The project stems from the recognition that one area that would benefit significantly from standardization is L2 data description, which includes metadata at the level of the dataset as a whole and metadata used to describe the individual learners and task types/registers the corpus is meant to represent. There are a number of reasons why this is important. First, standardized and well-structured metadata increases the findability and usability of existing learner corpora. Second, it should enhance the comparability of datasets and comparability of L2 studies, provided researchers agree on a common set of definitions. Extensive metadata that follow - at best - a standardized vocabulary, and have a strong focus on findability, accessibility, interoperability, and reusability (FAIR) are an essential aspect of FAIR research data (Wilkinson et al. 2016).
In continuation of Granger & Paquot (2017), our proposed metadata schema is divided into a number of different sections for Corpus metadata (itself divided into Administrative metadata (e.g. authors or license) and Corpus design metadata (e.g. date and place of collection or type of task)), Text metadata (fine-grained per-text information), Learner metadata (details about the learners, e.g. age, languages spoken), Annotation metadata (e.g. details about manual or automatic annotation), Annotator metadata (e.g. professional and language background), Transcriber metadata (e.g. native language or language repertoire) and Situational and Task metadata (e.g. instructions, time constraints). While basic information about learners (authors) and language samples (texts) are typically found as part of metadata associated with a learner corpus, other aspects such as those related to the annotation or transcription procedure or the specificities of a task are often found elsewhere (e.g. corpus manual) or are just absent from currently available learner corpora. Our proposal is to provide a systematic description of all these aspects as part of core metadata.

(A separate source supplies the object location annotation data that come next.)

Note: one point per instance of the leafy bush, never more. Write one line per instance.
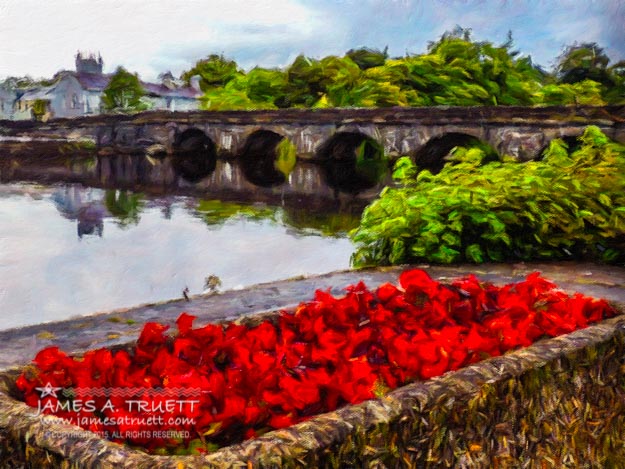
(566, 206)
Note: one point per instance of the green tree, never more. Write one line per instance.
(124, 93)
(214, 71)
(586, 61)
(367, 58)
(304, 82)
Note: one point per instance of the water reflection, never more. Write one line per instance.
(82, 205)
(72, 250)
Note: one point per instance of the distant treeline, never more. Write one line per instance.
(455, 71)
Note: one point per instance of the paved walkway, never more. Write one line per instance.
(19, 346)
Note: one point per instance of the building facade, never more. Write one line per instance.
(79, 93)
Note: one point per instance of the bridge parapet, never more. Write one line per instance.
(517, 131)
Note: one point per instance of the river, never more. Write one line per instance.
(70, 249)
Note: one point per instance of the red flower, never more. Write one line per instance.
(329, 352)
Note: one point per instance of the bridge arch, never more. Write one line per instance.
(433, 155)
(264, 158)
(194, 155)
(352, 161)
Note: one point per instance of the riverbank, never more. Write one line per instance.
(121, 326)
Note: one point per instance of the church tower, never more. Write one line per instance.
(89, 63)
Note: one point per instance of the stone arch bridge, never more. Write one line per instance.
(522, 132)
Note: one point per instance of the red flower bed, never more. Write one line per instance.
(328, 353)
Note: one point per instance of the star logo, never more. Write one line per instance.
(48, 390)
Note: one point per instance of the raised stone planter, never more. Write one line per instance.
(557, 403)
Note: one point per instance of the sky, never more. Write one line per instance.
(40, 37)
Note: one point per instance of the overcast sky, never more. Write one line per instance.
(40, 37)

A first version of the core metadata schema was tested on a range of learner corpora representing a variety of learner profiles and language samples (Paquot et al., 2023). It was presented at several conferences (e.g. LCR2022, EUROSLA2023), as part of an extensive feedback collection phase. Additional feedback was gathered via mailing lists and an online form. Based on the comments received, we substantially revised the initial proposal and released LC-meta version 2 in 2024 (Paquot et al., 2024a; 2024b). In 2025, a metadata working group was established under the aegis of the Leaner Corpus Association, in collaboration with the CLARIN K-centre for Learner Corpora. Its mission is to further develop, maintain, and disseminate the metadata schema.